3C分析とは?重要な分析手順と、今すぐ実戦に使える具体例

3C分析とは?重要な分析手順と、今すぐ実戦に使える具体例

3C分析の目的

「3C分析」とは、Customer(市場・顧客) Competitor(競合) Company(自社)の3つのCから考え出すマーケティングのフレームワークです。

このブログを読めば、この3つのフレームワークの考え方と、自分のビジネスに当てはめる方法が理解できます。

3C分析を理解することによって、自身のポジショニングが把握でき、強みを生かせるマーケティングができるようになります。

今回は分析の全体像から3C分析を解説していきます。

3C分析の事例

スターバックス 3C分析

市場調査

  • 落ち着ける場所が欲しい
  • 仕事に集中できる場所が欲しい
  • 高くても美味しいコーヒーを飲みたい
  • 綺麗なお店でお茶したい
  • 恋人と行くと喜ばれる
  • 優越感に浸りたい
  • 喫茶店の店舗数は激減
  • セルフカフェサービス店が増加
  • 従来のカフェではゆっくりできない
  • 従来のカフェは種類が少ない

競合分析

直接競合では、ドトール、タリーズ、コナーズカフェ、間接競合ではコンビニコーヒー、ファミレス、ファーストフード店、タピオカなどがあります。

ドトールで深堀りしてみましょう。

  • 庶民的で1杯150円
  • 数で大衆向けで数を捌いて収益を上げるモデル
  • 立ち寄りやすい
  • コストに合った顧客が来るので、店内が落ち着かない可能性もあり

自社分析

  • おしゃれ
  • ゆっくりできる
  • コーヒーが美味しい
  • こだわりがある
  • 食べ物が美味しい
  • 店内スペースが広くとってある
  • 禁煙
  • スタッフさんがいつも笑顔で気持ちいい、元気をもらえる
  • 庶民的ではない

スターバックスコーヒーは味が美味しいのは前提にありますが、タリーズと比較して相反しない部分が多数出てきます。

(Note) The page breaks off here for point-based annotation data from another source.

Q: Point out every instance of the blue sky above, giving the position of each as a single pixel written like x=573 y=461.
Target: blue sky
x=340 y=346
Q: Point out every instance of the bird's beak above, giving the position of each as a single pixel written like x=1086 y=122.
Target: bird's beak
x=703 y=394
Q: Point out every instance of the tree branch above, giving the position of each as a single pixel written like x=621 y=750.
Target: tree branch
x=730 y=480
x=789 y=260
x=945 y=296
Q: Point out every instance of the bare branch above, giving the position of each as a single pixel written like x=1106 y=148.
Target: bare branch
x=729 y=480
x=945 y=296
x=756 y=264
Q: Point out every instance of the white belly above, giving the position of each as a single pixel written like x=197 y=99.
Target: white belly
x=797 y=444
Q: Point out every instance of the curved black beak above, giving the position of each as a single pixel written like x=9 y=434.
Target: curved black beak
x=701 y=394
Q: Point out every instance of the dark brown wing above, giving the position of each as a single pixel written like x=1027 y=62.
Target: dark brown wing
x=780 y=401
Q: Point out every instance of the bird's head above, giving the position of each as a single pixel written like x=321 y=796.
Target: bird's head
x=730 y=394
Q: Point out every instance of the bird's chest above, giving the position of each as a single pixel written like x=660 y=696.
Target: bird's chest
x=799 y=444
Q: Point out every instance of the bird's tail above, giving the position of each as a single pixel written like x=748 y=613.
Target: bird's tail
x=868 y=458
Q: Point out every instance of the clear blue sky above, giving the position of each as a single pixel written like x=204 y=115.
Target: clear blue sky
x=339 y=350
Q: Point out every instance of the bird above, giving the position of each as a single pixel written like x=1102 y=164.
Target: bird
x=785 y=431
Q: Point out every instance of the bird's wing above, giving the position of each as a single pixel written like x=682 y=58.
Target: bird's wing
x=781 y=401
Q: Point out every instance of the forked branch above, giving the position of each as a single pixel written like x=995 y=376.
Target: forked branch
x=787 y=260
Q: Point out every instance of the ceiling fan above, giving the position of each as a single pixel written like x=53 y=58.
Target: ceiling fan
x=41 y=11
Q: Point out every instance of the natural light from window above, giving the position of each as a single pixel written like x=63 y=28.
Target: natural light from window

「第3のサードプレイス」というコンセプトとして、「学校でも、仕事場でも、家でもない特別な場所」と定義つけています。

コンセプトがしっかり決められていると、判断基準がブレにくく自信を持ったサービスを展開できます。

当時、喫煙席が当たり前の時代では、いち早く禁煙カフェという独自戦略として展開していきました。

今では禁煙が当たり前になってきたので、違う視点の差別化をはかる必要が出てきました。

気持ちよく、長く滞在してもらえるような設定ですね。

マクドナルド 3C分析

一度、ブレインストーミングで箇条書きにして「市場」「競合」「自社」で箇条書きで案を出していきましょう。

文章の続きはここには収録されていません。